According to a research report by IDtechex, the RFID (Radio Frequency Identification) market is in a hyper growth phase. The technology through wireless contacts automates distribution, inventory management and helps in increasing customer satisfaction. Today the RFID market size is around $9.2 billion.
The report notes that the high growth of RFID is visible in tags, readers and software/services for RFID labels, cards, fobs and other forms. IDTechEx makes a forecast that the market size will grow to $30.24 billion in 2024. This will be on the back of RFID applications in retail and apparel tagging clocking higher growth. Those applications demands 3 billion RFID labels in 2014 itself and RFID will be penetrating 7 percent of the total addressable market for apparel this year.
According to Mark Roberti, in his report in the RFID journal, the applications of RFID are moving to hitherto unimaginable areas.
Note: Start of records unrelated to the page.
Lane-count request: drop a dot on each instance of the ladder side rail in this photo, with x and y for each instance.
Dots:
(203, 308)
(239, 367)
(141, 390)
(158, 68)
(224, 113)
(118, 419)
The RFID technology has now bust the myth that it does not work around water or metal.
Marks & Spencer has now showed that RFID can work in tagging all non-food items including pots, pans, perfumes and other tough-to-tag items. The retail major Marks & Spencer designed EPC Gen 2 RFID tags of different sizes and shapes in association with Dennison Retail Branding and Information Solutions (RBIS) for use in a wide range of merchandise including metals and liquids.
Some 10 tags were made to meet the aesthetic requirements of cosmetics. To ensure that tags work well M&S conducted tests at a mock store. After accurate results the tags were tested at operational stores. After being satisfied it was rolled out for all non-food items in all the retail chains.
Philips IBM pact
The new innovations can be attributed to the intervention of big players like Philips and IBM who had sealed a pact on RFID. A Tech News report on the deal had predicted a sharp impact on supply-chain, retail management and smart-card solutions in finance, e-government, transportation and event ticketing as the target areas of application.
The Tech News report by Jay Leyman had quoted many analysts including Adam Zawel vouching that the RFID market of supply chains and mobile-commerce applications are ripe for exploration. With adoption barriers having crumbled in terms of price of RFID tags, accuracy issues and standards RFID's larger potential is getting unveiled.